Metrics
Default Metrics
Using our default metrics
Our default metrics cover common evaluation scenarios and are optimized for immediate use.
Metric | Description | Scale | When to use | Requires |
---|---|---|---|---|
atla_default_conciseness | How concise and to-the-point the LLM’s response is. | Likert (1-5) | When you want to evaluate whether responses are brief and efficient. | model_input , model_output |
atla_default_correctness | How factually accurate the LLM’s response is. | Binary | When you want to check whether responses contain correct information. | model_input , model_output ,expected_model_output |
atla_default_faithfulness | How faithful the LLM is to the provided context. | Likert (1-5) | When you want to check for hallucinations. | model_input , model_output, model_context |
atla_default_helpfulness | How effectively the LLM’s response addresses the user’s needs. | Likert (1-5) | When you want to assess practical value to users. | model_input , model_output |
atla_default_logical_coherence | How well-reasoned and internally consistent the response is. | Likert (1-5) | When you want to check whether responses follow logical reasoning. | model_input , model_output |
atla_default_relevance | How well the response addresses the specific query or context. | Likert (1-5) | When you want to ensure responses stay on topic. | model_input , model_output |
Scoring Scales
Our evaluator models produce scores that indicate how well an LLM interaction matches a specific metric.

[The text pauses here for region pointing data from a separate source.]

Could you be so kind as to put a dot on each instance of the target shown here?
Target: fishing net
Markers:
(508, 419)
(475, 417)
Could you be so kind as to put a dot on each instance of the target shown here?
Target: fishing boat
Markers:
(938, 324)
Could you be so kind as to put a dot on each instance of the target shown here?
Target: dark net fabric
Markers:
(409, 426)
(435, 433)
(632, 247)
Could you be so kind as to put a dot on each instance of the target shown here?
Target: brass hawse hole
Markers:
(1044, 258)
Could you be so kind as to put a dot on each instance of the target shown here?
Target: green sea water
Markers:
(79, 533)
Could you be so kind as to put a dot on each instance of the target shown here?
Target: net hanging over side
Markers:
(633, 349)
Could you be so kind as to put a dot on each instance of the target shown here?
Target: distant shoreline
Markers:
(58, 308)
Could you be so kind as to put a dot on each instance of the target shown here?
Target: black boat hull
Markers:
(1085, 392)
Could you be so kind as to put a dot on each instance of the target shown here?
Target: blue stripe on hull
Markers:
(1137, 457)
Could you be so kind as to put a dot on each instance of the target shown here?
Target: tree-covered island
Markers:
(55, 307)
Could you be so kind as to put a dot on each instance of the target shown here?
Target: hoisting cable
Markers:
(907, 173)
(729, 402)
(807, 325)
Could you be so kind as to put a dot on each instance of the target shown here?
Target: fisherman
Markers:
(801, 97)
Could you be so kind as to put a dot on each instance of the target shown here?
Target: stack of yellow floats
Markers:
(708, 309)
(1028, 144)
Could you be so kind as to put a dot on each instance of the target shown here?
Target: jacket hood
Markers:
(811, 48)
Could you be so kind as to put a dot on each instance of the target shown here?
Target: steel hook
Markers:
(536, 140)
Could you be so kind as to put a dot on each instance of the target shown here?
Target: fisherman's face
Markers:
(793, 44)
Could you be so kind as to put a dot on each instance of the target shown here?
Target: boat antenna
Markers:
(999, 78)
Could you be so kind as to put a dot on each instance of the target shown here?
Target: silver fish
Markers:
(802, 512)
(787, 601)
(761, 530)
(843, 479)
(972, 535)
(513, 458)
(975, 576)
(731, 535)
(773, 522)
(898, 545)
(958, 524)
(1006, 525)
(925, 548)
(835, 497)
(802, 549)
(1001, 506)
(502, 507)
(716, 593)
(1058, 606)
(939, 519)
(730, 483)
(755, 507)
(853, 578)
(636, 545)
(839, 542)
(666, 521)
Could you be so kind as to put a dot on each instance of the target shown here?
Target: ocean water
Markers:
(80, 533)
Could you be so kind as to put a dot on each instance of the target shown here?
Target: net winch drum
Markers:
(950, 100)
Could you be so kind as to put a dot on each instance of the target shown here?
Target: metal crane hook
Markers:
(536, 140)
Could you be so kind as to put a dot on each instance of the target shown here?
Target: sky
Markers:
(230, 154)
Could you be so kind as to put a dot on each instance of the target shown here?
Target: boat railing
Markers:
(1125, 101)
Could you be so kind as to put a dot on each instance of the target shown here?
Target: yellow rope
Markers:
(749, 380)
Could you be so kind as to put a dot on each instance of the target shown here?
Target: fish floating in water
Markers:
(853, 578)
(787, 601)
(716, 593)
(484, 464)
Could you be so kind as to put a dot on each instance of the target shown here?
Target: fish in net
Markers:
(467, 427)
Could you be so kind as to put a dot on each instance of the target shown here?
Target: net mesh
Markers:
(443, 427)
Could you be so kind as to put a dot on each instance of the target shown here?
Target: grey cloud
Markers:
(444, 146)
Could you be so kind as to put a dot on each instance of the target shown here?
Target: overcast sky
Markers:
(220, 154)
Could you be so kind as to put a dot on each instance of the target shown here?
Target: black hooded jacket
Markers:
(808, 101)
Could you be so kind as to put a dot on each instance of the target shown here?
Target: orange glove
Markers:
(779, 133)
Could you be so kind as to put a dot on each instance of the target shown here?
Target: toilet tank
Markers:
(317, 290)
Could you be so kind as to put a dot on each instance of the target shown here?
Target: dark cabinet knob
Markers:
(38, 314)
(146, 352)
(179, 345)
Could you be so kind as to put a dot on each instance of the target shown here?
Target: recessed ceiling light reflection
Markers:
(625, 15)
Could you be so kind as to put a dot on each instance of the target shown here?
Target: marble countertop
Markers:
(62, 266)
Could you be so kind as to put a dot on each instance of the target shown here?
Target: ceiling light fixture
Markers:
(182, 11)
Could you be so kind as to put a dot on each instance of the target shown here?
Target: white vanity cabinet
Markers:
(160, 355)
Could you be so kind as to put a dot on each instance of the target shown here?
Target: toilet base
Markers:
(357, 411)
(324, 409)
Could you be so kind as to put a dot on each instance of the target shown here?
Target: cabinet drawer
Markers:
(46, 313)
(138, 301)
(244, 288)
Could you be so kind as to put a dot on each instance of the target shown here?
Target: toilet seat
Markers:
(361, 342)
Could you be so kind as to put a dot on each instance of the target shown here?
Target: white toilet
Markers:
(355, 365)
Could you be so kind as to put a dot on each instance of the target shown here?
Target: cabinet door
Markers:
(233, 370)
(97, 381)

The interpretation of our default metric scales is as follows:
Binary
0 | 1 |
---|---|
Failure or Incorrect | Success or Correct |
Likert (1-5)
1 | 2 | 3 | 4 | 5 |
---|---|---|---|---|
Very Poor | Poor | Acceptable | Good | Excellent |
Understanding these scales helps you interpret evaluation results and compare performance across different prompts and models.
When creating custom metrics, you can use any scoring scale, though we recommend using one of the scales above.